# Happier days to come?



## Dr. Pax (Jun 9, 2017)

https://www.recode.net/2017/7/25/16023106/uber-driver-180-days-of-change-customer-support

Few extracts:

_"In the past, if a rider was charged extra, for instance, because a driver needed to take a longer route to avoid things like construction or traffic, the fare for both the driver and rider would be reduced. Now, the company will simply reduce the rider's fare while paying the driver the same amount, since it's something that's out of the driver's control."_

_"As of today, drivers can also expect three new policy changes: A quicker review of licenses and other documents when registering to drive, protection of their ratings against things they can't control like being given wrong directions by the in-app navigation, and the ability to adjust fares for trips through the app."_

_"Over the next few months, the company will also start paying drivers for returning lost items to riders and providing around-the-clock phone support as well as the ability to schedule in-person appointments at driver support centers called Greenlight hubs through the app."
_
Let's see when all these nice changes take effect Down Under...
_

_


----------



## Uber Doobie (Mar 21, 2017)

Dr.
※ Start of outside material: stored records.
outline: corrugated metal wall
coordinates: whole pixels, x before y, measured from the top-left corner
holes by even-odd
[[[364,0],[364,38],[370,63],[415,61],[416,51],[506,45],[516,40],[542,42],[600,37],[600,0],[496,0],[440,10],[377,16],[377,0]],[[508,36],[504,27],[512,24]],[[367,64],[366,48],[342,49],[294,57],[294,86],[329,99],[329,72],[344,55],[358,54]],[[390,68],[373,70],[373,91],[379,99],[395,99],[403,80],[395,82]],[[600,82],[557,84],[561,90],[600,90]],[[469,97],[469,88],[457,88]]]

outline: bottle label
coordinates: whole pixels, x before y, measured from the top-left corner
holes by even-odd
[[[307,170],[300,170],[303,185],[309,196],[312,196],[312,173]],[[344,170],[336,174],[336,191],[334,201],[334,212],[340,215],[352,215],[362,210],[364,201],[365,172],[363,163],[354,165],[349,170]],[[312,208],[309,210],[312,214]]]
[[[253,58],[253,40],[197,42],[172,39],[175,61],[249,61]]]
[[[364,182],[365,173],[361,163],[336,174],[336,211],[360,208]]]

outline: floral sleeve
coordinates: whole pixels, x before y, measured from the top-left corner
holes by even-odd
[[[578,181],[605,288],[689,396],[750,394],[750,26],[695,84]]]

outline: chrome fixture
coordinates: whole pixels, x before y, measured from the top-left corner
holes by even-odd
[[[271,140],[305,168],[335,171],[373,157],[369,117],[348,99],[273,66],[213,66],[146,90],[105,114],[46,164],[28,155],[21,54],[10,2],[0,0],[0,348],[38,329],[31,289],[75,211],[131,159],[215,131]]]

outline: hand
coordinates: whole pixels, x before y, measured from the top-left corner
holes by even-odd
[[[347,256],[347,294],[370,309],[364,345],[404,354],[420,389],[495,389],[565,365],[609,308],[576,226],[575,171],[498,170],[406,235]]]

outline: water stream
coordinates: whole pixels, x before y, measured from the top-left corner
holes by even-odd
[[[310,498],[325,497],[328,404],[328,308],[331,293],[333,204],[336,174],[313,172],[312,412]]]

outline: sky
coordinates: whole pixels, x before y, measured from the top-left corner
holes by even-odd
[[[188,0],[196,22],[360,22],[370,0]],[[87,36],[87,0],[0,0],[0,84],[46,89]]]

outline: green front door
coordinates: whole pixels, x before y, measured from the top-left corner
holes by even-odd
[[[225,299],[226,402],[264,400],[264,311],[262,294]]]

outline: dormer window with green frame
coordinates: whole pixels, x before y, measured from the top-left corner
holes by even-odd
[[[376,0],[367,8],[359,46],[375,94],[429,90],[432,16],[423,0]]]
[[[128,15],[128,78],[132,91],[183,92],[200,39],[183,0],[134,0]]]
Pax said:


> https://www.recode.net/2017/7/25/16023106/uber-driver-180-days-of-change-customer-support
> 
> Few extracts:
> 
> ...


Ok, So lets be positive . . . . sound promising . . . . the proof will be in the pudding


----------



## uber_driver (Apr 6, 2016)

we all know thats all bullshit


----------



## Uber Doobie (Mar 21, 2017)

uber_driver said:


> we all know thats all bullshit





uber_driver said:


> we all know thats all bullshit


Maybe I should have said pile of Bullsuit rather than pudding


----------



## uber_driver (Apr 6, 2016)

Uber Doobie said:


> Maybe I should have said pile of Bullsuit rather than pudding


sorry i said it first?


----------